Books: The Secret Book of Kings

A historical novel draws from our sources to reexamine the traditional biblical narrative and how it was determined

King solomon (photo credit: COURTESY LIBRARY OF CONGRESS)
King solomon
(photo credit: COURTESY LIBRARY OF CONGRESS)
 At a pivotal moment in The Secret Book of Kings, Michal, the daughter of King Saul and the estranged wife of King David, learns that her husband’s scribes have been busy spreading rumors.
Saul, they said, was subject to jealous fits during which he flung his spear at anyone he did not like – including his young musician, David son of Jesse. And Saul did not die a hero’s death on the battlefield; he fell on his own sword like a coward.
“Repeat a story enough times,” Michal is told, “and, better yet, write it down in the book of chronicles, and it becomes reality.”
In The Secret Book of Kings, which was translated into English by Yardenne Greenspan, Yochi Brandes, the author of seven novels and two non-fiction books, tells – or more precisely retells – two inter- connected stories. Drawing on ancient texts, her melodramatic epic challenges canonical interpretations about the roles of Saul and David in the unification of Israel – and presents a revisionist view of Solomon and Jeroboam, Israel’s fourth king.
The novel is filled with suspense, conspiracies, romance and rebellion. The narrative, however, is marred by the injection of a modern sensibility into the thoughts and the language of the characters.
“Life had taught me that there was no such thing as a free lunch,” Jeroboam declares.
The laws of Moses, the king proclaims, forbid “treating women as objects.”
“My nerves were nearly shot,” Michal confesses. In ancient Israel, we are told, “people tend to regard the disabled as mindless creatures and allow themselves to talk about anything they want in their presence, as if they were nothing but air.”
These vernacular expressions are jarring, and they distract from Brandes’s contrarian history. Saul, she suggests, was modest, merciful and too compassionate: he failed to stop “the vicious people from stealing the crown from him in time.”
Celebrated as a valorous warrior and a just and righteous monarch, Brandes’s David is an unscrupulous schemer, for whom love is a tool to gain loyalty.
Willing to do anything to become king, David did not kill Goliath but happily took the credit. From the throne, David sent surrogates to murder his rivals, “then tears his clothes in grief and composes heartbreaking lamentations in memory of the dead.” And, Brandes suggests, King Solomon was not all that wise. The beneficiary of the tall tale, spread by his mother, that he settled a dispute between two prostitutes over a baby, Solomon spent most of his reign planning ostentatious construction projects, taxing his people to pay for them, composing riddles and collecting wives.
Brandes also reflects on the nature of Israel as a unified nation. She indicates that Saul took what had been “a collection of miserable tribes that dared not even defend themselves and could be stomped upon at will,” recruited soldiers from all of them, and built the region’s largest and strongest army.
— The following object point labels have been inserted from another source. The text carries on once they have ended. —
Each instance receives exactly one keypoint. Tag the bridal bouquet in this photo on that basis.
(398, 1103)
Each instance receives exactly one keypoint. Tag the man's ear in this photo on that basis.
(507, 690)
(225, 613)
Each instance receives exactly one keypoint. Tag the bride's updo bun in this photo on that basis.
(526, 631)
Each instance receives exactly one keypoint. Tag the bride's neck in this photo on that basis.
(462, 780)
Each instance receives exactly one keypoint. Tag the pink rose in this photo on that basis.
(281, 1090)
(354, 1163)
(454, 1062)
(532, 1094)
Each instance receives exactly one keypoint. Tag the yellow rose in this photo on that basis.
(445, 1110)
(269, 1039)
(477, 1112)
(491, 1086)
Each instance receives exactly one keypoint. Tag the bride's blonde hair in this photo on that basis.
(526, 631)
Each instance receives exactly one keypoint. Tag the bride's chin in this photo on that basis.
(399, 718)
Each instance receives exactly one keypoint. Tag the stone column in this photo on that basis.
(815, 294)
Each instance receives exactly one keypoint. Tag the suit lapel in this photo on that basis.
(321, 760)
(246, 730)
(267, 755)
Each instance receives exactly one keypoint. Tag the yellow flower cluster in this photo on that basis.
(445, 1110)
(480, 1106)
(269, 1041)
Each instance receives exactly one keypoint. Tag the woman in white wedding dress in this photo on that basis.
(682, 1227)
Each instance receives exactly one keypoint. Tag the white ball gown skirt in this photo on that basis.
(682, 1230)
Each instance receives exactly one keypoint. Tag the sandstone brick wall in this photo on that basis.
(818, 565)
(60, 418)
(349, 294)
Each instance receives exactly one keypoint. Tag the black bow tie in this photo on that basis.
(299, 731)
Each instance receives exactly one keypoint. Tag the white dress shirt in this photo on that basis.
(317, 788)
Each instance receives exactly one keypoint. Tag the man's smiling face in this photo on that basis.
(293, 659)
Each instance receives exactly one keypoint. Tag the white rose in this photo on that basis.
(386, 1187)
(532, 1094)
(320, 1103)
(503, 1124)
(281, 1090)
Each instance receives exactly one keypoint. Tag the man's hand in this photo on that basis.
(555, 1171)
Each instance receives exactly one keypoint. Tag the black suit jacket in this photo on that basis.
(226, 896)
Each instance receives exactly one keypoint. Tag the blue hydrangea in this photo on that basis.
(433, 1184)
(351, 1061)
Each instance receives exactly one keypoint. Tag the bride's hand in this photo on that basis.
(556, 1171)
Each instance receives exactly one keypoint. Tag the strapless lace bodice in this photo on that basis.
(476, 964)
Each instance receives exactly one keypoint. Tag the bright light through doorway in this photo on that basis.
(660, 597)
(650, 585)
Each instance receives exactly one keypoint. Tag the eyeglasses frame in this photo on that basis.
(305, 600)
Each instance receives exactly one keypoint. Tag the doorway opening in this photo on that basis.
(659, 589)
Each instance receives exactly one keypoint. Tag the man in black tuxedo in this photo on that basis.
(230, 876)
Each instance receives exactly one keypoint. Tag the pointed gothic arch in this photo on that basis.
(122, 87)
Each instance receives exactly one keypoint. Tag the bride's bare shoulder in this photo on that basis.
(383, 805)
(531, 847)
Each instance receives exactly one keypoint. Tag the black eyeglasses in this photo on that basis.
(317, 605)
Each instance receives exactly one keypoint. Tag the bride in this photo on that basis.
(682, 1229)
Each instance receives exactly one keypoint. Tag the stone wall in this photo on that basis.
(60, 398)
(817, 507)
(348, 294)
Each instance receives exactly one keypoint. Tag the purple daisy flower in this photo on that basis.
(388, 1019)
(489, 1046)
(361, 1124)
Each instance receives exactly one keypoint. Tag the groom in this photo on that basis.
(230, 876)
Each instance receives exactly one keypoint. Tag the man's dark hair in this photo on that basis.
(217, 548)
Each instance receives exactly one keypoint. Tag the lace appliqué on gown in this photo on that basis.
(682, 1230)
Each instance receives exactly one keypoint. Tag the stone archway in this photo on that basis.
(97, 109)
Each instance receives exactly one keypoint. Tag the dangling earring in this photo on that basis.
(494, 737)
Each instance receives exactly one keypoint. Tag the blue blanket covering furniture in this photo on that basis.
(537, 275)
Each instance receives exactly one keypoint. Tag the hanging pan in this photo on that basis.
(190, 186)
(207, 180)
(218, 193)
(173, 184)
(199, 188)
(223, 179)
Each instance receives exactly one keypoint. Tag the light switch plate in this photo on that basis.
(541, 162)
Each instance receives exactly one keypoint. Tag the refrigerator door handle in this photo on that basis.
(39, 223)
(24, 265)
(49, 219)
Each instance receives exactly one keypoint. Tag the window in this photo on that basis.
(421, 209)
Under David and Solomon, who wanted the nation of Israel to become, in essence, the nation of Judah, however, the cultural diversity of the Hebrew people was suppressed. And so, at his coronation, Jeroboam proclaimed “the restoration of the ancient festivals of all the tribes of Israel,” from the rain festival of Ephraim to the fire festival of Manasseh, from the fertility festival of Reuben to the fish festival of Zebulun, the oil festival of Asher, and the wine festival of Gad.
Hadad, Jeroboam’s mentor, had urged him to go even further and extend an olive branch to the countries David had conquered. Jeroboam was intrigued by the slogan Hadad suggested, “Aram for the Arameans, Ammon for the Ammonites, Edom for the Edomites, and the Land of Israel for the Hebrews,” but concluded that “it was best saved for another opportunity.”
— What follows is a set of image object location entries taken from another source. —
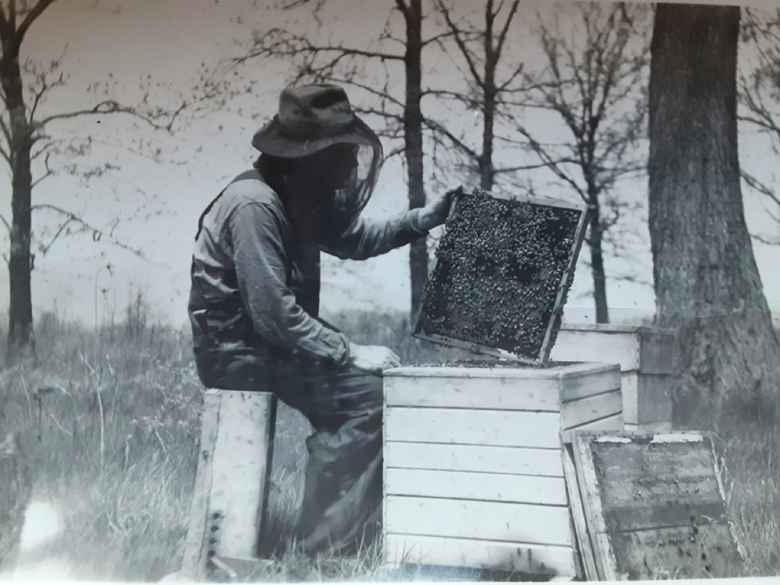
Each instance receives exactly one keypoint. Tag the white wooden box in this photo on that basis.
(474, 462)
(645, 358)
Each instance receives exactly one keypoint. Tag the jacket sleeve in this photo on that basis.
(367, 238)
(261, 268)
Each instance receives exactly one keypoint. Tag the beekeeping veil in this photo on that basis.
(313, 117)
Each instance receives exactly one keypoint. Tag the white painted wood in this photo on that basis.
(498, 393)
(611, 423)
(579, 412)
(519, 372)
(195, 548)
(485, 459)
(509, 392)
(518, 523)
(584, 544)
(476, 486)
(240, 470)
(600, 379)
(610, 346)
(537, 559)
(630, 389)
(485, 427)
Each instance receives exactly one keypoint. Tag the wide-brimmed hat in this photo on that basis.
(310, 118)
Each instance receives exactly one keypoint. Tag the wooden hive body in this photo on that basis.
(645, 358)
(474, 462)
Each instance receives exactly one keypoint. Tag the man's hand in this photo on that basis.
(435, 212)
(373, 358)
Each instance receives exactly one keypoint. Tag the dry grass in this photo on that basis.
(110, 422)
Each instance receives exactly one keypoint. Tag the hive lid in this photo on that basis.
(504, 266)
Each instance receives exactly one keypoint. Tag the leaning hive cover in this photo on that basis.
(504, 266)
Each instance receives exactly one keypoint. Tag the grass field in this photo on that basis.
(109, 420)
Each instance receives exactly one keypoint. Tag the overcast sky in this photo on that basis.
(153, 206)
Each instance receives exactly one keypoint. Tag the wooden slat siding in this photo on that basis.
(240, 469)
(629, 387)
(592, 408)
(578, 515)
(500, 393)
(519, 372)
(605, 346)
(654, 398)
(516, 523)
(604, 557)
(196, 545)
(497, 487)
(537, 559)
(481, 459)
(602, 378)
(611, 423)
(491, 393)
(461, 426)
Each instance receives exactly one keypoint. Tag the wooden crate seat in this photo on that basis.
(232, 480)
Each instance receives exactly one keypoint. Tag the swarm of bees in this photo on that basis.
(500, 266)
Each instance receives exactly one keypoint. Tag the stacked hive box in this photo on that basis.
(474, 464)
(645, 358)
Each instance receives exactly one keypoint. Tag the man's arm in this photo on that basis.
(261, 267)
(367, 238)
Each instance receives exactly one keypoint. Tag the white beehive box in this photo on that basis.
(645, 358)
(474, 462)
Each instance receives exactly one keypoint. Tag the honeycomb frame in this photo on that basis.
(464, 304)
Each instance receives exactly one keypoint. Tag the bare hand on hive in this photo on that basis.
(373, 358)
(437, 210)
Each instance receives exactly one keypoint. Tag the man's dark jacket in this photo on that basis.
(256, 283)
The Secret Book of Kings serves as a powerful reminder that stories can be more powerful than swords, and, when written by the victors, even more powerful than the truth. The novel, however, also provides evidence that the people are not always gullible. To justify the murder of the surviving members of the House of Saul, for example, the scribes declared them sacrifices to appease God so that He would inundate the drought-stricken land with rain; and to atone for Saul’s massacre of the Gibeonites.
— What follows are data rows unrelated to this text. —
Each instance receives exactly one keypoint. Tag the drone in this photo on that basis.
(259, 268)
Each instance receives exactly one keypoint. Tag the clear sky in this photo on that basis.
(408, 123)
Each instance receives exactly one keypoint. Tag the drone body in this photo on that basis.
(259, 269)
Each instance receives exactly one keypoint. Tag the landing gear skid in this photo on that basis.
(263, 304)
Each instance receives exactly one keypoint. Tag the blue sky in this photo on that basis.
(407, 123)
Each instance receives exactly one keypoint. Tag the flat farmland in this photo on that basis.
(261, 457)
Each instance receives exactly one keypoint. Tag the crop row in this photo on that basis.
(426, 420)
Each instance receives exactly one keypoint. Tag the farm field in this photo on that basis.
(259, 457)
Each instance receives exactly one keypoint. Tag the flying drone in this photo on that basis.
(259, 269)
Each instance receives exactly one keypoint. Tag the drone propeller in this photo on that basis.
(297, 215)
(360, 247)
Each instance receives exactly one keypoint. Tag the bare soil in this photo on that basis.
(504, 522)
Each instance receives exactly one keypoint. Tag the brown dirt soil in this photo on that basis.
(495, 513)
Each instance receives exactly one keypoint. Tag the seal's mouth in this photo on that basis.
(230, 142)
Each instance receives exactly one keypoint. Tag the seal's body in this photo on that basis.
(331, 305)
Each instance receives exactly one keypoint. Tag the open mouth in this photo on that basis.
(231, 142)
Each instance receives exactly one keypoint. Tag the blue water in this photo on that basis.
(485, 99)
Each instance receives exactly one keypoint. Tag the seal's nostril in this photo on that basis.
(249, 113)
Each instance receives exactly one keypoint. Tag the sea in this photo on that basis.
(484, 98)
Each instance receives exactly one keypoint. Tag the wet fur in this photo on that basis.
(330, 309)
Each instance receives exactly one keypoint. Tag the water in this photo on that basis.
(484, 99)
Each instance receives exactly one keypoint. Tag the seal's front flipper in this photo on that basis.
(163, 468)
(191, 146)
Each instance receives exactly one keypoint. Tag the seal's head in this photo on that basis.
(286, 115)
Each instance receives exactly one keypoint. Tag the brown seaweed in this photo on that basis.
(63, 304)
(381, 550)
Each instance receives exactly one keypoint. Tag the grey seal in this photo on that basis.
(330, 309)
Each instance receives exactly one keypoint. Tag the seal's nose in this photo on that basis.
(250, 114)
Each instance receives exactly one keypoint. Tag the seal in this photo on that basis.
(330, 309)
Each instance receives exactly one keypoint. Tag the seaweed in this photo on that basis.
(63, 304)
To the first argument, the people cried, if David “is so devoted to us, why doesn’t he sacrifice his own princes?” To the second, they asked why they had not heard of the massacre before, “mocking the new tale.”
And, as if to complicate things even further, Abijah the Prophet claims that “future generations will see right away” that the story of Jeroboam collecting the scraps from his torn cloak “corrected the wicked story that the scribes of Judah made up about Samuel and Saul.” Michal doesn’t want it included in the book of chronicles because “it’s too obvious;’ and Hadad thinks that “these stories will be written in code. Only the best and the brightest will be able to decipher them.”
The people, it is clear, sometimes embrace false stories. And sometimes they don’t.
The writer is the Thomas and Dorothy Litwin Professor of American Studies at Cornell University.